Ci risiamo. Piccole grandi differenze che scelgo di non chiamare discriminazioni. Fatti importanti nel loro essere secondari rispetto a tematiche di indubbio interesse primario. Tant’è che se mia figlia vuole indossare un abitino da adolescente tutto pieno di paillettes o di fiocchetti, la sottoscritta deve prima inginocchiarsi presso la sarta, poi distruggere il capolavoro per martoriarlo ad hoc per la vestibilità.

Un aneddoto: il 3 luglio dello scorso anno Diletta ha ricevuto la prima comunione. Accontentata in tutto come ogni mamma cerca di fare, mi sono ritrovata a cucire le scarpe. Spesa complessiva inferiore ai 30 euro. Ma neanche 300 sarebbero bastati per farle avere le scarpe come voleva lei: bianche, con un fiocco grande e le perline. Così mamma ha preso un paio di scarpe da ginnastica ritmica. Con pazienza certosina e veglia notturna le ha completate e foderate di raso, decorate per intero di perline trasparenti. Il fiocco era esattamente quello che Diletta desiderava scorgere sulla punta dei suoi piedi sempre rinchiusi in scarpe che vengono imposte e sono sempre orribili. Da ultimo: come conteniamo il piede? E interviene la sorella di 7 anni che sentenzia: i piedi di Diletta sono sulle punte come quelli delle ballerine, mettile i nastri delle scarpette da punta. Detto fatto: un successone.

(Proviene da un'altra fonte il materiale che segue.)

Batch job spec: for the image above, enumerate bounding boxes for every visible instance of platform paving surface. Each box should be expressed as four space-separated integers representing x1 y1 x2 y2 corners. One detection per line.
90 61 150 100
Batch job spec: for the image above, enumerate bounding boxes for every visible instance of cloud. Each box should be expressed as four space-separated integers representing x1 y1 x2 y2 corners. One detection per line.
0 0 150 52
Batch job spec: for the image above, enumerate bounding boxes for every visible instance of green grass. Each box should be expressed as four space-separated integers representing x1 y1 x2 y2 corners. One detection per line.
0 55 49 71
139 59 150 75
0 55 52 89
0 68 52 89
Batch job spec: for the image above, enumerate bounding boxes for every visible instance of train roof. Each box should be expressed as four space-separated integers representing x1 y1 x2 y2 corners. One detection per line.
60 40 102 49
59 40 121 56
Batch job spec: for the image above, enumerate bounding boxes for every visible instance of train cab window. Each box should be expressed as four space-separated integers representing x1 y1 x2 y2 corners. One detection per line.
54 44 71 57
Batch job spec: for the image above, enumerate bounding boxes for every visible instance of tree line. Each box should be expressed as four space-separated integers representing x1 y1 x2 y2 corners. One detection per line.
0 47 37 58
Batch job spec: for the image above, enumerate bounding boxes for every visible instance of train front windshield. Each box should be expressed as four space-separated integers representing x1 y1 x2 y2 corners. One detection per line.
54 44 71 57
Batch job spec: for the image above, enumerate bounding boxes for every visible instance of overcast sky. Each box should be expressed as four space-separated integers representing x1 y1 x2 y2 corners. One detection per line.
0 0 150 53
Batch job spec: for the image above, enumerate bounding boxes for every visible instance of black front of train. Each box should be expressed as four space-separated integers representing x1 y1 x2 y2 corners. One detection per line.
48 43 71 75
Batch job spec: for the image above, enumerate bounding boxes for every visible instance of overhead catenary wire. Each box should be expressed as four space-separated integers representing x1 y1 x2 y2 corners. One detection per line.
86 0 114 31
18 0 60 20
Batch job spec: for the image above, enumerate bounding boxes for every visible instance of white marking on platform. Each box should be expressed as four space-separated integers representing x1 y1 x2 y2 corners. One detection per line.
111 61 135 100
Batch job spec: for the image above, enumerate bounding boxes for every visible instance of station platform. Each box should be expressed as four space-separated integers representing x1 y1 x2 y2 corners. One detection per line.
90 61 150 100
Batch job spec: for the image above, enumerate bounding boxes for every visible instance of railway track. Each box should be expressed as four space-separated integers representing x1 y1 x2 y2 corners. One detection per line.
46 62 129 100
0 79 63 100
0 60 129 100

Però: è giusto che non sia una scelta, ma una manovra da ultima, disperata chance? Chi si collega a qualche sito che vende abiti adattati scoprirà che la disabilità vuol dire smettere di amare la propria immagine. Viene da sé l’approccio triste e deprimente, che specie nella giovane età porta discriminazione, sottolinea una diversità costretta. E pensare che basterebbe così poco! Almeno una parte dell’abbigliamento potrebbe essere proposta in modalità accessibile con accorgimenti davvero minimi. Qualche esempio? Le poche alternative al giaccone in inverno: ci vuole così tanto a scegliere modelli, colori e tagli diversi da un catafalco nero? Questione pioggia: è così impossibile creare un aggancio tipo passeggino per ombrelli normali? Potrei continuare per ore…

Oggi cercavo qualche spunto per la primavera, alternative a visiere e cappelli per riparare dal sole testa e occhi, e mi sono imbattuta nella storia di Ernesto Simionato, “un ex sarto che, vivendo la realtà della malattia in prima persona, [ha ideato] un brevetto di prototipi per una linea di abbigliamento rivolta a disabili, anziani, infortunati e malati, specifica per chi ha problemi di paralisi, dolori o disagio nel muovere gli arti: l’idea sta infatti nel far indossare l’indumento non nella maniera tradizionale, bensì tramite accostamento.” Al piacere della scoperta si è aggiunta un pò di tristezza, perchè nella crisi generale, nel moltiplicarsi di associazioni, fondazioni, gruppi, e nelle mille teoriche opportunità, non si riesce a creare un’iniziativa che a costi contenuti restituisca a tutti il diritto di vestirsi: magari male, ma scegliendo in libertà.